Plaintiff need not plead actual damages for a willful violation, however, since he may alternatively recover statutory damages. Murray v. Sunrise Chevrolet, Inc. , 441 F.Supp.2d 940, 949 (N.D. Ill. 2006). Defendant argues that this claim must also be dismissed because plaintiff fails to allege facts which plausibly suggest that it willfully violated the FCRA. As the Supreme Court held in Safeco Insurance Co. v. Burr , 551 U.S. 47 (2007), a "willful" violation of the FCRA does not require actual knowledge, but merely recklessness-"something more than negligence but less than knowledge of the law's requirements." Murray v. New Cingular Wireless Servs., Inc. , 523 F.3d 719, 726 (7th Cir. 2008) (citing Safeco , 551 U.S. at 69). A reckless violation is one that "shows that the company ran a risk of violating the law substantially greater than the risk associated with a reading that was merely careless." Murray , 523 F.3d at 726.

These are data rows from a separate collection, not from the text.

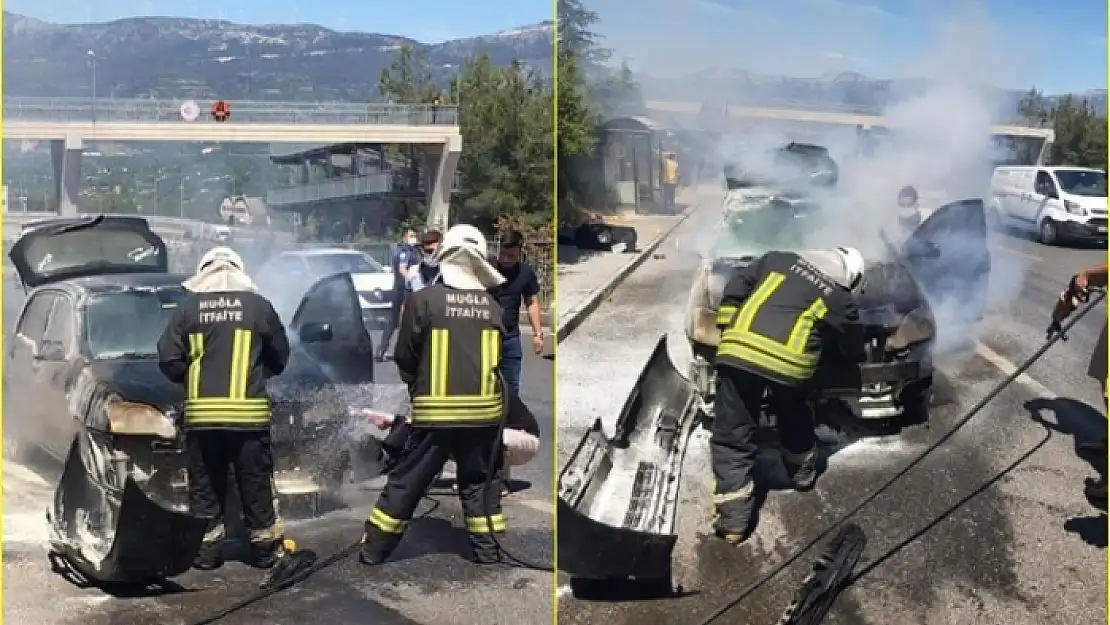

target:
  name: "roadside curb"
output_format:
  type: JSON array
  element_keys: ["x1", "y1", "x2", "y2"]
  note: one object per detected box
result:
[{"x1": 555, "y1": 201, "x2": 703, "y2": 344}]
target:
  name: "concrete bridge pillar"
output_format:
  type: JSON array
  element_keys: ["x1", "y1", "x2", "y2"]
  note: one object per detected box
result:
[
  {"x1": 421, "y1": 135, "x2": 462, "y2": 231},
  {"x1": 51, "y1": 135, "x2": 84, "y2": 216}
]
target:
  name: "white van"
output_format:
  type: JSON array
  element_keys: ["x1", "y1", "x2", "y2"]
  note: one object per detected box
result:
[{"x1": 989, "y1": 166, "x2": 1107, "y2": 245}]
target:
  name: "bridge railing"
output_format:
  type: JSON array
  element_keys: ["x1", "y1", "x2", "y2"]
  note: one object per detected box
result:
[{"x1": 3, "y1": 97, "x2": 459, "y2": 126}]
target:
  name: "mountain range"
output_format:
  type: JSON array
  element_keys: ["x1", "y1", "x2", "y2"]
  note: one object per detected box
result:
[
  {"x1": 3, "y1": 12, "x2": 553, "y2": 101},
  {"x1": 3, "y1": 12, "x2": 1104, "y2": 117}
]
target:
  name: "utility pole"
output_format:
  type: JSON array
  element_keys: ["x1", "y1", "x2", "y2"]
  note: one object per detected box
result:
[{"x1": 87, "y1": 50, "x2": 98, "y2": 122}]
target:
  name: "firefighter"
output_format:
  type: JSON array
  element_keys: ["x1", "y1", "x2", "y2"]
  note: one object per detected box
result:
[
  {"x1": 156, "y1": 247, "x2": 291, "y2": 570},
  {"x1": 360, "y1": 224, "x2": 509, "y2": 565},
  {"x1": 1050, "y1": 261, "x2": 1108, "y2": 505},
  {"x1": 711, "y1": 247, "x2": 867, "y2": 544},
  {"x1": 662, "y1": 151, "x2": 680, "y2": 211}
]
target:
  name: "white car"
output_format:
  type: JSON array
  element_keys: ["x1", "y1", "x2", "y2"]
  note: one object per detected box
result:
[
  {"x1": 255, "y1": 248, "x2": 395, "y2": 328},
  {"x1": 989, "y1": 165, "x2": 1108, "y2": 245}
]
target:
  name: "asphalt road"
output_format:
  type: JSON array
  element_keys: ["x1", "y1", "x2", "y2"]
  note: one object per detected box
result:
[
  {"x1": 2, "y1": 281, "x2": 555, "y2": 625},
  {"x1": 556, "y1": 199, "x2": 1107, "y2": 624}
]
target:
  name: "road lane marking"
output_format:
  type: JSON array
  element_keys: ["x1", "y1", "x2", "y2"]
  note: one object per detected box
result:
[
  {"x1": 973, "y1": 341, "x2": 1057, "y2": 398},
  {"x1": 991, "y1": 244, "x2": 1042, "y2": 263},
  {"x1": 512, "y1": 495, "x2": 554, "y2": 515}
]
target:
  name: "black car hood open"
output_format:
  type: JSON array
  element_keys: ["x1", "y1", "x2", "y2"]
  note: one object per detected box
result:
[
  {"x1": 9, "y1": 216, "x2": 168, "y2": 288},
  {"x1": 87, "y1": 360, "x2": 184, "y2": 409}
]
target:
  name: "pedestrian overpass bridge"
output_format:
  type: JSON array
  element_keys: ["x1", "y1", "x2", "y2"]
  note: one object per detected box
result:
[
  {"x1": 4, "y1": 97, "x2": 462, "y2": 225},
  {"x1": 642, "y1": 99, "x2": 1055, "y2": 138}
]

Defendant argues it reasonably interpreted the statute to mean that background checks are not consumer reports, and thus its violation of the FCRA cannot have been willful. Plaintiff responds that it cannot be expected to plead "with specificity" facts which are "within the knowledge and control of the defendant and unknown to the plaintiff." Adcock v. Brakegate, Ltd. , 164 Ill.2d 54, 66 (1994). Plaintiff is correct that in general, "issues concerning a state of mind such as knowledge or willfulness often involve fact-intensive inquiries and are not ordinarily resolved at the motion to dismiss stage." Sanders v. W & W Wholesale Inc., 2011 WL 4840978 at *2 (N.D. Ill. 2011) (citing United States v. Sabbia, 2011 WL 1900055, at *6 (N.D. Ill. 2011)). Plaintiff's allegation that defendant "uniformly fails" to follow the prerequisites of § 1681m(a) plausibly suggest recklessness. Ultimately, whether defendant's conduct rises from negligent to the level of recklessness is a factual issue that cannot be resolved at the motion to dismiss stage. Sanders, 2011 WL 4840978 at *2.
For the foregoing reasons, defendant's motion to dismiss (Doc. 8) is denied. Defendant is directed to answer the complaint on or before September 27, 2013. The parties are directed to file a joint status report using the court's form on or before October 3, 2013. This matter is set for a report on status October 10, at 9:00 a.m.